Le scelte politiche
del governo tecnico

La nomina dei sottosegretari del governo Monti ci ricorda una cosa ovvia. Dal momento che nessun governo può sopravvivere senza sostegno parlamentare, neppure si può immaginare che il "governo tecnico" possa prescindere dai partiti politici che lo appoggiano: Pdl, Pd, Terzo Polo. Più che di un "governo del presidente", formula ambigua, sarebbe corretto parlare di un governo di "grande coalizione".
Come quello che ebbe la Germania. Lo sbocco naturale di un governo di grande coalizione, in una "democrazia dell'alternanza", sono le elezioni. Proprio per questo, è facile capire come si orienteranno le forze politiche che lo sostengono: ciascuna cercherà di minimizzare le ferite inflitte, in nome del rigore, ai gruppi sociali che la votano.
È per questo motivo che fra i sottosegretari del governo ci sono alcune figure che sono legatissime a esponenti politici di primo piano, del Pdl oppure del Pd. La politica non poteva accettare che ministeri e ambiti d'intervento molto delicati (il welfare o l'economia, per esempio) fossero completamente commissariati da tecnici "puri". Se quest'operazione di "profilassi elettorale" dei partiti avesse luogo al momento della formazione del governo, punto e basta, sarebbe tollerabile. Invece è molto probabile che in Parlamento i rubinetti del consenso si aprano e chiudano con una certa spregiudicatezza. Sulla crisi italiana, i partiti hanno le idee chiare: non vogliono che il Paese ne sia travolto, ma soprattutto non vogliono esserne travolti loro. Guardando alla "grande coalizione" di cristiano democratici e socialdemocratici tedeschi, è abbastanza chiaro cosa ci si può e cosa non ci si può aspettare da governi sostenuti assieme dalla destra e dalla sinistra. La grande coalizione aumentò le tasse: nel gennaio 2007 ritoccò l'Iva di tre punti percentuali. Estese gli ammortizzatori sociali, alzando contemporaneamente l'età pensionabile da 65 a 67 anni di età. Riformò la tassazione sulle imprese. In politica estera, riannodò i fili del dialogo con gli Stati Uniti, dopo le pesanti polemiche sulla guerra in Iraq. Nel complesso, si tratta di misure che possiamo attenderci anche dal governo italiano.
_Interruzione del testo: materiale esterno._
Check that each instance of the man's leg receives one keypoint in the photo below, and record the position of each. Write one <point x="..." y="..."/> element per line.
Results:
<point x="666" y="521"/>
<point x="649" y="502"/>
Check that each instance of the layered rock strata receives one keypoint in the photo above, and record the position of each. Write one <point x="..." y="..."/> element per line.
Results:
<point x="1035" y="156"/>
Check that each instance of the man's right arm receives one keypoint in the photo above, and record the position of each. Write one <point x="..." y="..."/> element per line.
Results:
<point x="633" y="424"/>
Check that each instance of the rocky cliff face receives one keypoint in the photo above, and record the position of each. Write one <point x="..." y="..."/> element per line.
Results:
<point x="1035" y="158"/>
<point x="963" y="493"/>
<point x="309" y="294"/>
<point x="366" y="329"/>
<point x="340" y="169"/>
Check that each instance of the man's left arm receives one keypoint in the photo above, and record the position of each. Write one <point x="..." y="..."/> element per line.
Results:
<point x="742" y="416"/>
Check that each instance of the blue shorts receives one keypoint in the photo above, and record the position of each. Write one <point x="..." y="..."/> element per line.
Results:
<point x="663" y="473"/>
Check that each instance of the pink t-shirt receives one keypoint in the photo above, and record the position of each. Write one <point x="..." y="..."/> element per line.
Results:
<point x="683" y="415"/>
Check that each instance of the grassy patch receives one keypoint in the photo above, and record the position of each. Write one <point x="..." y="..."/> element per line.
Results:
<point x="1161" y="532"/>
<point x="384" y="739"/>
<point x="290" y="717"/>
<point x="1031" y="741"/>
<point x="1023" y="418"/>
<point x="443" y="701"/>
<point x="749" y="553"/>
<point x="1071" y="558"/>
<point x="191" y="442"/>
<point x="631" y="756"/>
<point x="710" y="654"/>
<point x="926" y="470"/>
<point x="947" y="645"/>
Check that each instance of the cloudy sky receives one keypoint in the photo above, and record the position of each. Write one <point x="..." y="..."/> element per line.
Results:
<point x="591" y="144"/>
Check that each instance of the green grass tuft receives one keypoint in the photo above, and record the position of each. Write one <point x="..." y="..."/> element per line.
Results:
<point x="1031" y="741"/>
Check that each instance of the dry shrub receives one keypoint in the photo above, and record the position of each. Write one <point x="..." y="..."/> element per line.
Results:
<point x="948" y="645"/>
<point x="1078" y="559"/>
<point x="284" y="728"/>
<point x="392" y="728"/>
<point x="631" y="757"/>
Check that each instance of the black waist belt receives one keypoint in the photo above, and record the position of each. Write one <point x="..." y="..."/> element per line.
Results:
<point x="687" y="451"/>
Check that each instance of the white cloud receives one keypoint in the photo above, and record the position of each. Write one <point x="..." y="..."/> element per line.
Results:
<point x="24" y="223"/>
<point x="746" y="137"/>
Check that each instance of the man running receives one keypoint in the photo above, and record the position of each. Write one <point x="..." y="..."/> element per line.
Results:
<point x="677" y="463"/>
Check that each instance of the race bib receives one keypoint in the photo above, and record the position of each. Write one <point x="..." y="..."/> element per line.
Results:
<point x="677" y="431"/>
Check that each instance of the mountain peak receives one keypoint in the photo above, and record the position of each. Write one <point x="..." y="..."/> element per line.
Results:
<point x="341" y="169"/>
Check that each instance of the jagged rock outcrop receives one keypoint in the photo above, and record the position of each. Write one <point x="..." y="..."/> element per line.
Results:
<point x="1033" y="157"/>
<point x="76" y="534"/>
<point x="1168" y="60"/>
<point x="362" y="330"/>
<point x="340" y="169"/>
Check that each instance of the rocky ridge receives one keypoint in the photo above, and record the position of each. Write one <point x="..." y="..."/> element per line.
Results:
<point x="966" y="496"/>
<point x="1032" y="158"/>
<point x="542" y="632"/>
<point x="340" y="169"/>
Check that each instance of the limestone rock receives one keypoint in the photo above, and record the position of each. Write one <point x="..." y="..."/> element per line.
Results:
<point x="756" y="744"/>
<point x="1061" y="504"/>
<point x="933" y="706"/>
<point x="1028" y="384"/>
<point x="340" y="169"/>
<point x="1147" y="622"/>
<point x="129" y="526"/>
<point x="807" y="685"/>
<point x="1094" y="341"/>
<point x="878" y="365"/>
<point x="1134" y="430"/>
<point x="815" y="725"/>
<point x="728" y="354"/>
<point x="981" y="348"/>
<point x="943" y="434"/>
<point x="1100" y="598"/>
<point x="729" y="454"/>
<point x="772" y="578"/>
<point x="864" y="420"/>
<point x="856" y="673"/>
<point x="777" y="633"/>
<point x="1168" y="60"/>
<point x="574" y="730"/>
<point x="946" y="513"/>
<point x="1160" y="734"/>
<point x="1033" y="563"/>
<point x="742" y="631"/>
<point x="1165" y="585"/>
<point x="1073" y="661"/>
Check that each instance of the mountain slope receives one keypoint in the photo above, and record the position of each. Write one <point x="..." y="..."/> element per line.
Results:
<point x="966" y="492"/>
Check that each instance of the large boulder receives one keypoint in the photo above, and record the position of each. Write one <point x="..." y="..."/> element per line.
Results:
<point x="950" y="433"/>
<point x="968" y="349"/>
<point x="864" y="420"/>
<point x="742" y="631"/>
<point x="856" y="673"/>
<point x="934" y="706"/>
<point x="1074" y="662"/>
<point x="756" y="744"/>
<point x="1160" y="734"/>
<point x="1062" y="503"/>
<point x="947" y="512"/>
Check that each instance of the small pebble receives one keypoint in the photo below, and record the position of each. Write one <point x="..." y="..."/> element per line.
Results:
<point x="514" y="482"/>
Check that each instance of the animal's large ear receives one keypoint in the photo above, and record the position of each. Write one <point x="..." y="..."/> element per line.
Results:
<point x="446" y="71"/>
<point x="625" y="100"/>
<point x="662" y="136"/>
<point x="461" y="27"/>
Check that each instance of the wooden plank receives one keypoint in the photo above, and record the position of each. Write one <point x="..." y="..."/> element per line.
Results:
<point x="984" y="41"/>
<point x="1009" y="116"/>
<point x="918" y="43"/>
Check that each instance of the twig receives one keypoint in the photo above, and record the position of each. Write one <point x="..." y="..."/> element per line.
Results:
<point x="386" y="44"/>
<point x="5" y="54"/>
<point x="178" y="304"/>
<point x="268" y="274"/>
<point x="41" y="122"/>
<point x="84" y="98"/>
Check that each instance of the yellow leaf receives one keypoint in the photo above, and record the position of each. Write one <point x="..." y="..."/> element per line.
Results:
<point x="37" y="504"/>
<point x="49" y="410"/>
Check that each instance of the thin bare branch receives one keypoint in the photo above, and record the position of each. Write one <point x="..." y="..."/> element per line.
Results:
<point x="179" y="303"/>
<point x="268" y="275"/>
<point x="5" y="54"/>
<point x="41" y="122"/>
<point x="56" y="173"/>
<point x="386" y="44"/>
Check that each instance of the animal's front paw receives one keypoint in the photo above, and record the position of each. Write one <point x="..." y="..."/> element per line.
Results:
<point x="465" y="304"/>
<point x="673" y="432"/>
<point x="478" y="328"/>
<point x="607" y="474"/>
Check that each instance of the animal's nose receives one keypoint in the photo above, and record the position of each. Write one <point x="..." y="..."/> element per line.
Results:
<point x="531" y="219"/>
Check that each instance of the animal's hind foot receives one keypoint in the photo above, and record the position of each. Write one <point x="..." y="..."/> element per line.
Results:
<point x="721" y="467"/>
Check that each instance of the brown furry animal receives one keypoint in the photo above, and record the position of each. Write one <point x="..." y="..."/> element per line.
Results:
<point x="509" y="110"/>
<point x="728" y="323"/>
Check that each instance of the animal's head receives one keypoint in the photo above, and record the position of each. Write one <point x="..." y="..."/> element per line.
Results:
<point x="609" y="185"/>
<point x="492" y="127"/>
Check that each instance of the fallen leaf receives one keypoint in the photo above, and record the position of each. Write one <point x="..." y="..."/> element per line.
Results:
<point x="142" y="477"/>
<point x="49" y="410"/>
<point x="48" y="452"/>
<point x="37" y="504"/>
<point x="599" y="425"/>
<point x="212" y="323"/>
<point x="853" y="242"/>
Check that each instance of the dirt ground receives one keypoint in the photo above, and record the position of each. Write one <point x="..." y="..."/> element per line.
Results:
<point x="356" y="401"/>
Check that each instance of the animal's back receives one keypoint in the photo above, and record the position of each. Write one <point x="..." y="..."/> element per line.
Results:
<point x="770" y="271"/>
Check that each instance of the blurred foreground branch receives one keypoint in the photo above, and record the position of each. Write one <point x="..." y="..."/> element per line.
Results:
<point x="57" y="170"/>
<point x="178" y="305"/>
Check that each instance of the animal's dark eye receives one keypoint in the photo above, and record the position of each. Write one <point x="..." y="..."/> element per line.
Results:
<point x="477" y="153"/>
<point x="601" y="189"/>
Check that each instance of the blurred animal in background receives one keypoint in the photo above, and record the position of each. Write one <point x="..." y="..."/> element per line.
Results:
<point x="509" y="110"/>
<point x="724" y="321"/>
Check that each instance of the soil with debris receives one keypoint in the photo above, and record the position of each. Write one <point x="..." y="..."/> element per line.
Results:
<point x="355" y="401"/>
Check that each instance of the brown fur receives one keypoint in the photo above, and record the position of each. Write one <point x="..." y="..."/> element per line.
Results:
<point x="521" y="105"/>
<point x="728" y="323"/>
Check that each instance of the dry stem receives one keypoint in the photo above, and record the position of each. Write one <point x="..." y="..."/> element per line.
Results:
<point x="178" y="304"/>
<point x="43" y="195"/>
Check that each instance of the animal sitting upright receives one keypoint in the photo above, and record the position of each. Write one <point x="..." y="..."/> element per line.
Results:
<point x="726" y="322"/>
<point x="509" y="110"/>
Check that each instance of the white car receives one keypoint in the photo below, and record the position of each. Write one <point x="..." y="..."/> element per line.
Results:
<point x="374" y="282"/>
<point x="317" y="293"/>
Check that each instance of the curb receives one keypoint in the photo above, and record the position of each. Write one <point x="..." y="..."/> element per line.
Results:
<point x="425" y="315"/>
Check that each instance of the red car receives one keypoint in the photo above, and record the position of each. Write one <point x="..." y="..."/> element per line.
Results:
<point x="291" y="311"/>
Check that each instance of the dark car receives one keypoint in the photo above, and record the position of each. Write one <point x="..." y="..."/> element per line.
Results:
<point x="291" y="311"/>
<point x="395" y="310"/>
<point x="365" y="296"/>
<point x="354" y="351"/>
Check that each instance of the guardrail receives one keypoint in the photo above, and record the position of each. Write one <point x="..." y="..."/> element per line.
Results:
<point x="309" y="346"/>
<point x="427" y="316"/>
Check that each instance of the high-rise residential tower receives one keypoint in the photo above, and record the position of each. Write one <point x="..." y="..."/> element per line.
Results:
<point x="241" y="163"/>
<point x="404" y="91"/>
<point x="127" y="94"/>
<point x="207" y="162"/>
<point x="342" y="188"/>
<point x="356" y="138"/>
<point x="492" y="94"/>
Un innalzamento dell'età di pensionamento è inevitabile, in società che invecchiano come le nostre. L'inasprimento della pressione fiscale, più che per far tornare i conti (quanta spesa pubblica inutile si potrebbe tagliare?), obbedisce a una logica strettamente politica. È più facile, per partiti politici che si trovano "a stare insieme" per un giro di valzer, "ripartire" il malumore per tasse più alte, soprattutto se come l'Iva colpiscono in modo uniforme i loro elettori, anziché scontentare, riducendo la spesa, gruppi che vivono di denaro pubblico e votano per l'uno o per l'altro. Nel rapporto con gli altri Paesi, anche noi ci attendiamo da Monti qualcosa di analogo, che in parte ha già fatto: dando al governo italiano un volto riconosciuto e credibile innanzi all'Europa e al mondo. Sul fronte delle riforme "strutturali", il bilancio dell'esperienza tedesca è poco esaltante. La grande coalizione non riuscì a realizzare una riforma della sanità pure auspicata da più parti, e che a tutt'oggi resta nell'agenda del governo tedesco. I governi supportati da forze politiche destinate a scontrarsi alle elezioni successive tendono a prendere decisioni di breve periodo, evitando di imbarcarsi in riforme ambiziose per la più banale e comprensibile delle ragioni: non scontentare coloro che dovranno premiare questo o quel partito. Oggi all'Italia servirebbe una Thatcher - ma si può essere thatcheriani senza scontentare nessuno?